Question:
Let $(r,\theta)$ denote plane polar coordinates. Show that there are countably infinitely many $k \in \Bbb R$ for which
$$\nabla^2 u=0 \qquad 1≤r≤2 \\ ku + \frac{\partial u}{\partial r}=0 \qquad r=1,2$$
has a non-trivial solution of the form $u(r,\theta) = f(r)g(\theta)$.
Attempt:
Writing out the Laplacian in plane polars and plugging in $u(r,\theta) = f(r)g(\theta)$, we get
$$\nabla^2 u = \frac{\partial^2 u}{\partial r^2} + \frac 1r \frac{\partial u}{\partial r}+ \frac{1}{r^2} \frac{\partial u^2}{\partial \theta^2} = g\frac{d^2f}{dr^2} + \frac gr \frac{df}{dr} + \frac{f}{r^2}\frac{d^2g}{d\theta^2}$$
Thus
\begin{align} \nabla^2 u = 0 & \implies g\frac{d^2f}{dr^2} + \frac gr \frac{df}{dr} + \frac{f}{r^2}\frac{d^2g}{d\theta^2} = 0 \\ & \implies \frac{r^2}{f}\frac{d^2f}{dr^2} + \frac rf \frac{df}{dr} = - \frac 1g \frac{d^2g}{d\theta^2} = \text{constant} : = \lambda \end{align}
First assuming that $\lambda \neq 0$, I solved the $r$-equation:
$$\frac{r^2}{f}\frac{d^2f}{dr^2} + \frac rf \frac{df}{dr} = \lambda \implies r^2\frac{d^2f}{dr^2} + r\frac{df}{dr}-\lambda f = 0 \implies f(r) = Ar^{\sqrt \lambda} + Br^{-\sqrt \lambda}$$
The boundary condition given is
$$ku + \frac{\partial u}{\partial r} = 0 \implies kfg + g\frac{df}{dr}=0 \implies g(\theta) \big(k f(r) + f'(r)\big)=0 \qquad r=1,2 \; \; , \; \; \theta \in \Bbb R$$
$g(\theta) \equiv 0$ gives only non-trivial solutions, thus we must have $kf(1)+f'(1) = kf(2)f'(2)=0$. That is:
\begin{align*} & k f(1)+f'(1)=0 \implies k (A+B) + \sqrt\lambda(A-B)=0 \\ & k f(2)+f'(2)=0 \implies k \big(A2^{\sqrt\lambda} + B2^{-\sqrt{\lambda}} \big) + \frac {\sqrt\lambda}{2} \big(A2^{\sqrt\lambda} - B2^{-\sqrt{\lambda}} \big)=0 \end{align*}
In matrix form, this is
$$\begin{pmatrix} k + \sqrt \lambda & k - \sqrt \lambda \\ \Big(k + \frac {\sqrt\lambda}{2}\Big) 2^{\sqrt \lambda} & \Big(k - \frac {\sqrt\lambda}{2}\Big) 2^{-\sqrt \lambda} \end{pmatrix} \begin{pmatrix} A \\ B \end{pmatrix} = \begin{pmatrix} 0 \\ 0 \end{pmatrix}$$
and we get a non-trivial solution iff the determinant of the matrix is zero.

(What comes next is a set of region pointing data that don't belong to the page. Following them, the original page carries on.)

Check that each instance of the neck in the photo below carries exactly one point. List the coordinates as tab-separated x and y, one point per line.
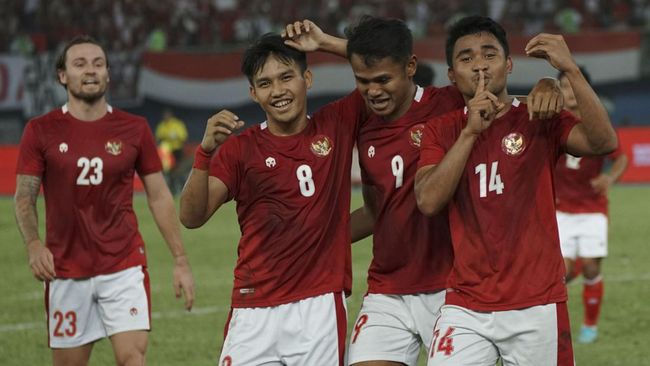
287	128
85	111
404	107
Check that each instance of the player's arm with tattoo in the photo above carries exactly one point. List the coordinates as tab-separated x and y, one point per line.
41	261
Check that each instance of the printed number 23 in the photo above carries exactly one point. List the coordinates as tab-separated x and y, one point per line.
496	185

However, it seems to me that for every $k \in \Bbb R$ there is a corresponding $\lambda$ that gives a non-trivial solution. Have I done something wrong? Or am I misunderstanding something? Any help would be much appreciated.
From the periodicity condition, we get a general solution
$$ u_n(r,\theta) = f(r)g(\theta) = (Ar^n + Br^{-n})(C\cos n\theta + D\sin n \theta) $$
where $n=1,2,3,\dots$
Since the boundary conditions are radially symmetric, it follows that $ kf(r) +f'(r) =0 $ on $r=1,2$. Plugging this in
\begin{align} k(A+B) + n(A-B) = 0 \\ k(A2^n + B2^{-n}) +n(A2^{n-1} -B2^{-n-1})=0 \end{align}
Converting into a matrix equation
$$ \begin{pmatrix} k+n & k-n \\ 2^nk + 2^{n-1}n & 2^{-n}k - 2^{-n-1}n \end{pmatrix}\begin{pmatrix} A \\ B \end{pmatrix} = 0 $$
There's a non-trivial solution for $(A, B)$ if the determinant of the coefficient matrix is zero
$$ (k+n)(2k-n) - 2^{2n}(k-n)(2k+n) = 0 $$
In quadratic form this is
$$ 2(2^{2n}-1)k^2 - n(2^{2n}+1)k - (2^{2n}-1)n^2 = 0 $$
where $\Delta = b^2-4ac = n^2(2^{2n}+1)^2 + 8n^2(2^{2n}-1)^2 > 0$
So there exists two values of $k$ for each corresponding positive integer $n$, thus "countably infinite"